Abdominal compartment lymph node dissection. A. Mobilizing the spleen and the tail and body of the pancreas facilitates lymphadenectomy around the celiac axis, superior mesenteric artery, and left renal artery into the renal hilum. B. Abdominal lymphadenectomy completed.
In the chest all lymph nodes in the mediastinum, subcarinal region, and aortopulmonary window are removed (Fig. 13-10A). For the latter great care must be taken to visualize and preserve the left recurrent nerve.
Transecting the fibrotic remnant of the ductus arteriosus opens the left paratracheal space for further lymph node clearance (Fig. 13-10B).
Lymph node dissection in the chest. (A) Lymph nodes along the esophagus and subcarinal nodes are removed, (B) as well as in the aortopulmonary window. C. The thoracic duct is resected and ligated.
Finally, resection and ligation of the thoracic duct also is the best way to prevent a chyle leak postsurgery (Fig. 13-10C).
A narrow gastric tube is constructed and brought upward through the hiatus and behind the aortic arch and temporarily fixed to the esophageal stump in the apex of the chest (Fig. 13-11).
The gastric tube is brought up through the esophageal hiatus, underneath the aortic arch, and temporarily fixed to the proximal stump of the transected esophagus in the top of the chest.
The incision is then closed and the patient is turned to supine position. Through a left cervicotomy the esophageal stump with the attached gastric tube is exteriorized into the operative field and a cervical esophagogastrostomy is performed.
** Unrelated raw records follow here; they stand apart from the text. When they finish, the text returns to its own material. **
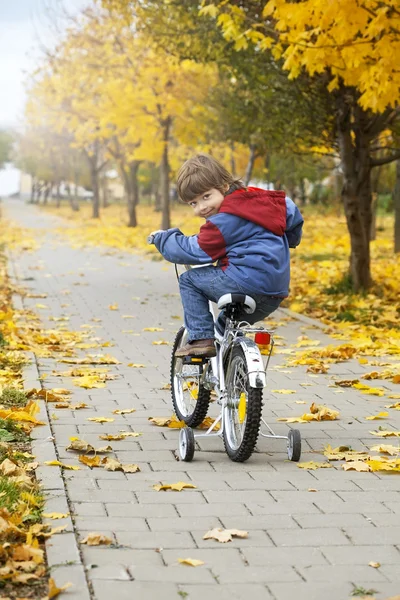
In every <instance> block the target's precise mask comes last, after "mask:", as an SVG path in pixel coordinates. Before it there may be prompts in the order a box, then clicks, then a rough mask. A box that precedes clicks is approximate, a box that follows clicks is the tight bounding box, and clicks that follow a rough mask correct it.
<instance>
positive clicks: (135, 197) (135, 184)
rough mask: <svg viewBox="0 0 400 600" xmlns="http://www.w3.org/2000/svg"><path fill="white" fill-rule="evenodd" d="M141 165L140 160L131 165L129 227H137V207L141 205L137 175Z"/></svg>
mask: <svg viewBox="0 0 400 600" xmlns="http://www.w3.org/2000/svg"><path fill="white" fill-rule="evenodd" d="M139 165H140V161H139V160H134V161H132V162H131V163H129V173H128V174H127V178H128V180H129V190H130V199H129V200H128V213H129V222H128V227H136V226H137V217H136V206H137V205H138V204H139V183H138V179H137V174H138V170H139Z"/></svg>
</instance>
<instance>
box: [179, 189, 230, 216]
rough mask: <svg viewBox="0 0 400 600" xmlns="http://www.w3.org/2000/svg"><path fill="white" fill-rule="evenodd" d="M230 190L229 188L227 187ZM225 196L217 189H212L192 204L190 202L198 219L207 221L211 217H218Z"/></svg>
mask: <svg viewBox="0 0 400 600" xmlns="http://www.w3.org/2000/svg"><path fill="white" fill-rule="evenodd" d="M227 189H229V186H227ZM224 198H225V196H224V195H223V194H222V193H221V192H220V191H219V190H217V189H216V188H211V190H208V191H207V192H204V193H203V194H200V195H199V196H196V198H193V200H192V201H191V202H188V204H189V206H191V207H192V208H193V210H194V214H195V215H196V217H203V218H204V219H207V218H208V217H211V215H216V214H217V212H218V211H219V209H220V207H221V204H222V202H223V200H224Z"/></svg>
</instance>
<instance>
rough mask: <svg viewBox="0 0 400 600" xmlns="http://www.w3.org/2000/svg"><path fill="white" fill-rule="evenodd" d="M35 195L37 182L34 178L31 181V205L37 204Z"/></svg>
mask: <svg viewBox="0 0 400 600" xmlns="http://www.w3.org/2000/svg"><path fill="white" fill-rule="evenodd" d="M35 193H36V180H35V178H34V177H32V181H31V197H30V199H29V204H35Z"/></svg>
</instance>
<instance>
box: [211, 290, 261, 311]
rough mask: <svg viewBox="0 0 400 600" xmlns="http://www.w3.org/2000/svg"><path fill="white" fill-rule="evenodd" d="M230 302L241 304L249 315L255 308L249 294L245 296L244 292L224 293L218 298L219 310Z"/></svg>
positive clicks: (229, 302) (224, 306)
mask: <svg viewBox="0 0 400 600" xmlns="http://www.w3.org/2000/svg"><path fill="white" fill-rule="evenodd" d="M230 304H236V305H242V306H243V308H244V311H245V312H246V313H247V314H248V315H251V314H252V313H253V312H254V311H255V310H256V303H255V301H254V300H253V298H251V296H247V295H246V294H224V295H223V296H221V298H220V299H219V300H218V308H219V309H220V310H222V309H223V308H226V307H227V306H229V305H230Z"/></svg>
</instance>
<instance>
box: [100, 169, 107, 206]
mask: <svg viewBox="0 0 400 600" xmlns="http://www.w3.org/2000/svg"><path fill="white" fill-rule="evenodd" d="M101 196H102V207H103V208H107V206H108V205H109V202H108V188H107V177H102V178H101Z"/></svg>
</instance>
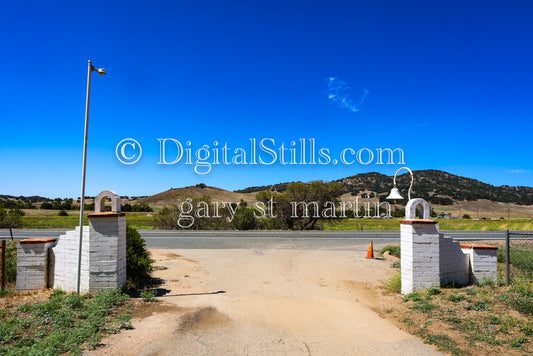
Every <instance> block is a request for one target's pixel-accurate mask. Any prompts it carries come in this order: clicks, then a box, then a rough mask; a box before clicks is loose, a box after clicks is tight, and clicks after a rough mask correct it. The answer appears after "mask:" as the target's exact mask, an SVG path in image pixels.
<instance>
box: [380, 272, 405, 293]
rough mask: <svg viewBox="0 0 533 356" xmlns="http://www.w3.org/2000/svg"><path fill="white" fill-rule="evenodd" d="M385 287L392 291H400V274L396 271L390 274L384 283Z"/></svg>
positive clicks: (401, 287)
mask: <svg viewBox="0 0 533 356" xmlns="http://www.w3.org/2000/svg"><path fill="white" fill-rule="evenodd" d="M384 287H385V289H386V290H388V291H390V292H393V293H400V292H401V290H402V276H401V275H400V274H399V273H398V274H395V275H394V276H392V277H391V278H390V279H389V280H388V281H387V282H385V285H384Z"/></svg>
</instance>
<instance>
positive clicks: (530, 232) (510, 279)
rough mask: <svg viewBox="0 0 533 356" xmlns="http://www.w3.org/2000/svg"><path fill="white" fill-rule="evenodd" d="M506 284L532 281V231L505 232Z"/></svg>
mask: <svg viewBox="0 0 533 356" xmlns="http://www.w3.org/2000/svg"><path fill="white" fill-rule="evenodd" d="M506 245H507V248H506V251H505V252H506V265H507V268H506V274H507V276H506V277H507V284H509V283H513V281H516V280H529V281H533V231H509V230H506Z"/></svg>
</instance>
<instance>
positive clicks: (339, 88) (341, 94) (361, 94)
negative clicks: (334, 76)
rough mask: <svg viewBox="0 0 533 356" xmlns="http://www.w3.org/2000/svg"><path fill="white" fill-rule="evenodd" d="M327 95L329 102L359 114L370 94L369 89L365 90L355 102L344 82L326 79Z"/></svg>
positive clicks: (347, 85)
mask: <svg viewBox="0 0 533 356" xmlns="http://www.w3.org/2000/svg"><path fill="white" fill-rule="evenodd" d="M326 85H327V88H326V93H327V94H328V100H329V101H330V102H331V103H333V104H336V105H337V106H338V107H340V108H341V109H347V110H348V111H351V112H357V111H359V109H360V108H361V106H362V105H363V103H364V102H365V100H366V97H367V96H368V94H369V91H368V90H367V89H364V90H363V93H362V94H361V97H360V98H359V100H358V101H357V100H355V99H354V97H353V96H352V94H351V93H350V87H349V86H348V84H347V83H346V82H344V81H342V80H339V79H338V78H335V77H329V78H327V79H326Z"/></svg>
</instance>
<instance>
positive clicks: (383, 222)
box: [21, 207, 533, 231]
mask: <svg viewBox="0 0 533 356" xmlns="http://www.w3.org/2000/svg"><path fill="white" fill-rule="evenodd" d="M169 209H170V207H169ZM249 209H250V208H249ZM70 214H72V213H70ZM126 214H127V219H128V224H130V225H132V226H133V227H135V228H136V229H142V230H150V229H153V228H156V229H169V227H166V226H165V225H161V224H158V223H156V222H154V217H152V216H146V214H142V215H133V214H131V213H126ZM137 214H139V213H137ZM157 214H158V213H157V212H156V213H154V216H156V215H157ZM167 214H168V213H167ZM175 214H178V215H179V212H177V211H176V210H175V211H174V215H175ZM170 217H172V215H171V216H170ZM248 217H249V213H248ZM211 219H212V220H213V221H212V225H210V224H203V223H202V224H200V225H198V229H201V228H200V227H201V226H205V228H206V229H210V228H211V227H212V229H217V230H224V229H227V230H231V229H237V228H236V227H234V226H232V225H231V224H225V223H224V222H223V221H222V220H224V219H223V218H211ZM217 220H221V221H217ZM255 220H258V221H256V222H252V223H251V224H250V223H249V220H248V225H245V227H254V226H255V228H254V229H266V230H277V229H283V226H282V224H276V222H275V221H270V222H268V221H263V220H267V219H255ZM399 220H400V219H357V221H355V220H354V219H353V218H352V219H348V218H347V219H336V220H329V221H326V222H321V223H319V224H318V227H321V228H322V229H323V230H327V231H355V230H362V231H397V230H398V226H399ZM21 221H22V228H25V229H73V228H75V227H76V226H78V224H79V216H73V215H71V216H57V213H56V216H23V217H22V218H21ZM84 221H85V225H88V224H89V222H88V219H87V218H85V220H84ZM168 221H169V222H171V223H173V225H172V226H176V223H175V221H177V219H176V220H170V219H168ZM437 221H438V222H439V226H440V230H468V231H503V230H505V229H509V230H512V231H513V230H514V231H532V230H533V220H532V219H511V220H470V219H453V220H452V219H437ZM356 222H357V225H356ZM254 229H251V228H247V230H254ZM243 230H244V229H243Z"/></svg>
According to the use of vascular pedicle, several modes of creating a gastric tube have been described. Whether or not it is a good idea to perform a gastric drainage procedure (pyloroplasty, pyloromyotomy, or more recently by injecting the pylorus with Botox) remains controversial. There is, however, a tendency to leave the pylorus intact at the time of surgery. If a gastric outlet problem occurs after surgery, it is in general well managed with prokinetic drugs and/or by performing balloon dilatation of the pylorus.24
In cases where the EGJ tumor extends greater than 5 cm onto the stomach, a total gastrectomy followed by a Roux-en-Y jejunal reconstruction with an intrathoracic infra-aortic esophagojejunostomy becomes mandatory.